Se c’è un romanzo, una poesia o un reportage che ci piacerebbe leggere, probabilmente inizierebbe così. Non abbiamo bisogno di eroi, ma di qualcuno che ci porti a sentire scorrere il sangue nelle vene, assaporare la nostra vita e comprendere che è stata straordinaria. In questa storia non esistono santi, non ci sono buoni e cattivi, perché tutti sono protagonisti di un antagonismo che si fa regola. In questa storia ci sono un gruppo di ragazzi che hanno voglia di riscatto e allora decidono di rapinare una galleria del centro della loro città, indossare gli abiti migliori e andarsene lontano. In questa storia la polizia perde perché non c’è legge contro il buonsenso. In questa storia si può decidere se restare fermi a guardare, delucidando le possibilità e le tematiche del caso  – oppure lasciarsi trascinare e perdercisi. Una storia in  cui collettivo e individuale non indossino maschere contrapposte.
Ci piacerebbe leggerla, una storia così. Perché il problema non è semplicemente come si scrive. Il problema è anche scrivere storie che raccontino qualcosa.  Nell’epoca dello storytelling, tutto è buono per fare una storia. Anche una recensione diventa una storia,  anche l’aver perso il tram o aver lasciato i piatti da lavare. L’apoteosi del normale, inteso come diario minimo dell’individuale e quotidiano. Dovrebbe essere il tempo, il sedimentarsi delle cose, a creare la storia. Il reiterarsi dei gesti, anche i più quotidiani, e il loro mutare; e contemporaneamente una frattura, una ferita – qualcosa che inopinatamente, proditoriamente, accade,  e spezza il filo.  Questa è una storia.

Nell’epoca dello storytelling, tutto è buono per fare una storia. Anche una recensione diventa una storia,  anche l’aver perso il tram o aver lasciato i piatti da lavare…

Vado, racconto, torno: questa idea terribilmente giornalistica sembra essere dominante. Vado a trovare una storia, in quel posto lì, la prendo, e poi me la svigno. Come se lei fosse già lì bella e pronta, e bastasse raccattarla da terra. Come se si andasse nella bottega sotto casa alla ricerca di qualcosa di cui appropriarsi, da barattare con pochi etti di prodotti di consumo. «E anche un po’ di questa storia qui, la ringrazio».  Buongiorno, buonasera  e via un altro. Non esistono distributori automatici,  perché spesso la storia che si è scelta non è qualcosa di estraneo a chi scrive. Ho scelto quella storia,  ma non mi riguarda: non funziona così. Noi siamo sempre le storie che scriviamo. Ed è quell’esserci la garanzia, è in quell’essere che maturano il cuore e il pensiero necessari.
Una storia che riveli senza insegnare.
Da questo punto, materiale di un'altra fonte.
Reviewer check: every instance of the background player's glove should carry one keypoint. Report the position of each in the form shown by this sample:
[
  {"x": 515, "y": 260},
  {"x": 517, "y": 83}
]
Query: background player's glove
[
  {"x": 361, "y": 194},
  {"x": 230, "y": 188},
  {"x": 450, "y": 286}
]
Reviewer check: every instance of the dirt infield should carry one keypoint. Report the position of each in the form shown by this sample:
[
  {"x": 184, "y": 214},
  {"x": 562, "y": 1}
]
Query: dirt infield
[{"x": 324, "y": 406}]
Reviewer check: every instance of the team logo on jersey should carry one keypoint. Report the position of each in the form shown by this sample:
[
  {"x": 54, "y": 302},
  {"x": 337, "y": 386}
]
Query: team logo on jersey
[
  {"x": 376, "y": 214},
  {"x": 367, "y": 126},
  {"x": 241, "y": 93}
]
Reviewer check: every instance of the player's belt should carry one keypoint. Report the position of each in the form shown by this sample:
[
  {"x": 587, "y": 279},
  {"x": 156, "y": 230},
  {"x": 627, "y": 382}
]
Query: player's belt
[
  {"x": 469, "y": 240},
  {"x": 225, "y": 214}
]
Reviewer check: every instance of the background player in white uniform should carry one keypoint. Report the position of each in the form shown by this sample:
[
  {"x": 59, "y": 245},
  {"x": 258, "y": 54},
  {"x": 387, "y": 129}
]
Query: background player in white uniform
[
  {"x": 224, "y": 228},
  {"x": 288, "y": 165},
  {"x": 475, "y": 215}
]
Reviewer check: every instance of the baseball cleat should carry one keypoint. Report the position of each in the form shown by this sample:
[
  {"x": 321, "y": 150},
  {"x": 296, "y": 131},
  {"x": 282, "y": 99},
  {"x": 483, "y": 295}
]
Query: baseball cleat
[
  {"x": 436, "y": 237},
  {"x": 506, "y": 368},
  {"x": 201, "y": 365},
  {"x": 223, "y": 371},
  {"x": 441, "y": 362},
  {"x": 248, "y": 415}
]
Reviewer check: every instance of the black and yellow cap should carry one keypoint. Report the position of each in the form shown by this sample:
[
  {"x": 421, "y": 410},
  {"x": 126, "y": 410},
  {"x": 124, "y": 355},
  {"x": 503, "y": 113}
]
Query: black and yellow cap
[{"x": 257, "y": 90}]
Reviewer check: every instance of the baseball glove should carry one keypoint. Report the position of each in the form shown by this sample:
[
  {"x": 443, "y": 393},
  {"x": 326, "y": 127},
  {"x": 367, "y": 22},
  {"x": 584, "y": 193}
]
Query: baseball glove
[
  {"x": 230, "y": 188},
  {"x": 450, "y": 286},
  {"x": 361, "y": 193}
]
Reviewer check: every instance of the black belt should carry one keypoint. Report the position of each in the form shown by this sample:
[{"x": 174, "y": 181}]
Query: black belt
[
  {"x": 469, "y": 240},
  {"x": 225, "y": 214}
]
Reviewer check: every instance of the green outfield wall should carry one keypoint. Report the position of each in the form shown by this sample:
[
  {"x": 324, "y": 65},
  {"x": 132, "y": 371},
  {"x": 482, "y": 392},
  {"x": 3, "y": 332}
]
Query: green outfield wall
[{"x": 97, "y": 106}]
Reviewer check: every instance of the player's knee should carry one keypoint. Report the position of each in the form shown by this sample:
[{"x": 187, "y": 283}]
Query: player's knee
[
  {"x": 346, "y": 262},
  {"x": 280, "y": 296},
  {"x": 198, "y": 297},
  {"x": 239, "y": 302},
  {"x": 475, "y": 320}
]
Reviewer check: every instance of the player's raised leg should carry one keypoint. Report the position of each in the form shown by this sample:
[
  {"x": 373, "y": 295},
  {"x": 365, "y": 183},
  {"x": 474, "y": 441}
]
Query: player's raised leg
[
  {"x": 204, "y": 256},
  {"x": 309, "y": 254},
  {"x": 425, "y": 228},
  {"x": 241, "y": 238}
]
Che sveli, ma lasci velato quello che ancora c’è da  capire, che non abbia paura di non illuminare tutto,  di  non dividere nettamente, di non analizzare,  concettualizzare e sezionare l’esistente. Una storia,  insomma,  che ci faccia sentire di essere vivi,  che esca dal libro e venga con  noi, e non rimanga soltanto un passatempo.